Let’s get silly! About a year ago I had a mentor that pointed out to me that I was saying “good job” every time a client got a correct answer. This is technically appropriate verbal reinforcement and “good job” certainly has its benefits. However, I realized that this was incredibly boring! Now I like to react like I am completely stunned by the genius occuring before me. Jump up and down. Fall on the floor. Do a little dance. Wave your arms in the air. Call a parent or sibling into the room to celebrate with you. Make it a really exciting experience when a client gives a correct answer. This will motivate them to keep giving those correct answers and secure you as a fun person that they want in their life.

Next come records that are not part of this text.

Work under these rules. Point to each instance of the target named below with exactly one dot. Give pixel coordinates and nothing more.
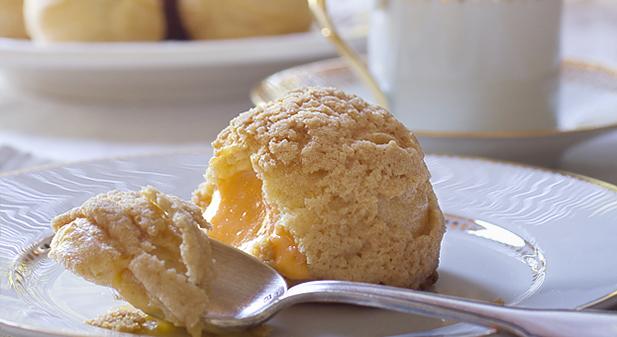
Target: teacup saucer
(587, 108)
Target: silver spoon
(247, 292)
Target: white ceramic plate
(520, 235)
(179, 70)
(587, 107)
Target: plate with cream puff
(320, 185)
(160, 49)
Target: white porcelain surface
(587, 106)
(539, 239)
(468, 65)
(199, 71)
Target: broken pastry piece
(148, 246)
(323, 185)
(12, 19)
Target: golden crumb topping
(342, 182)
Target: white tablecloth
(63, 130)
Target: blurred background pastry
(216, 19)
(95, 20)
(12, 19)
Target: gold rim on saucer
(318, 73)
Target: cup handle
(328, 30)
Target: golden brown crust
(346, 179)
(147, 245)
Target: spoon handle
(521, 322)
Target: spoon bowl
(242, 286)
(246, 292)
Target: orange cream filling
(237, 213)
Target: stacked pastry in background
(149, 20)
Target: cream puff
(323, 185)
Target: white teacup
(464, 65)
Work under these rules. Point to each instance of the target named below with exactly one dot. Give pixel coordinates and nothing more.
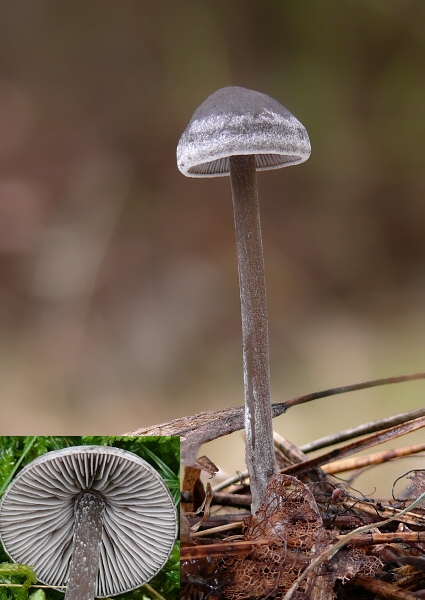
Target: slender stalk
(88, 509)
(259, 451)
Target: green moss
(163, 453)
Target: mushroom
(237, 131)
(100, 519)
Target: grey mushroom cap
(236, 121)
(139, 519)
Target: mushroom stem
(259, 449)
(88, 510)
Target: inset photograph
(89, 517)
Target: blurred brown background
(119, 298)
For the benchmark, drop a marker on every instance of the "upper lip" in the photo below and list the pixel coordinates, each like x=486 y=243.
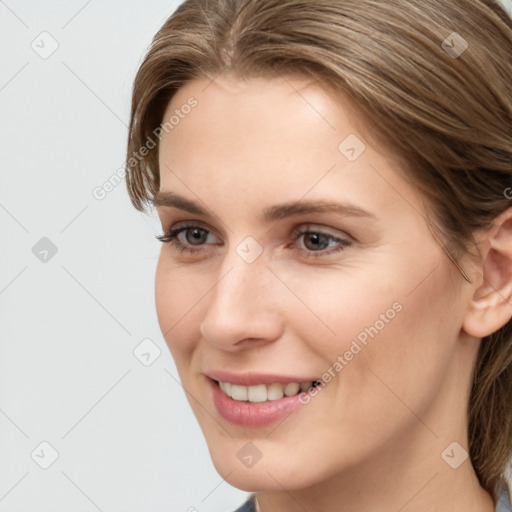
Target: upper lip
x=253 y=378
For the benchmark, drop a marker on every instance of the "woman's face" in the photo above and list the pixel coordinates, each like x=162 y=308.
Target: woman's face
x=307 y=258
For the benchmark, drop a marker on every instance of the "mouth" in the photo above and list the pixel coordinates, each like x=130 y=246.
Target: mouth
x=251 y=400
x=264 y=392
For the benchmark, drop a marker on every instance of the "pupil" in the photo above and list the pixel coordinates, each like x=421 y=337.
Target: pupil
x=318 y=241
x=198 y=236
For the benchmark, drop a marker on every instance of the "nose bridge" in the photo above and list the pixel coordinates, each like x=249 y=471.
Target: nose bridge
x=241 y=304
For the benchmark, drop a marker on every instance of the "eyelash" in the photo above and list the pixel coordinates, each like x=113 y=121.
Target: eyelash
x=171 y=238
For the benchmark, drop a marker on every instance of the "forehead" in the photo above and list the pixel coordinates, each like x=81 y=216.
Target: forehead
x=274 y=139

Thanks to your awesome attitude and silliness, your client officially thinks that you are weird and hilarious and they feel really good about themselves. Congratulations! Now it is time to get moving. Remember that your client has likely spent the majority of the day sitting. If the weather and client are willing, try to get outside (or to another room in the house). Find a movement activity that is very reinforcing for your client and run programs as you are doing that activity. For example: I have a client who hates to write. She will glare at me if I even approach her with a pencil. However, if I tape a piece of paper to the window outside and let her go swing as soon as she is finished writing, it is no problem. Find music that your client loves and have a dance party (I have one client who goes absolutely wild over the opportunity to hold my hand and run around the backyard singing Baby Shark). Scatter target cards around the ground for your client to find; moving your body several feet away so they have to bring the card to you. Bring a ball and throw it back and forth. Set up an obstacle course for them to run through. Try a few yoga moves. Write targets in sidewalk chalk and have them jump to the correct answer.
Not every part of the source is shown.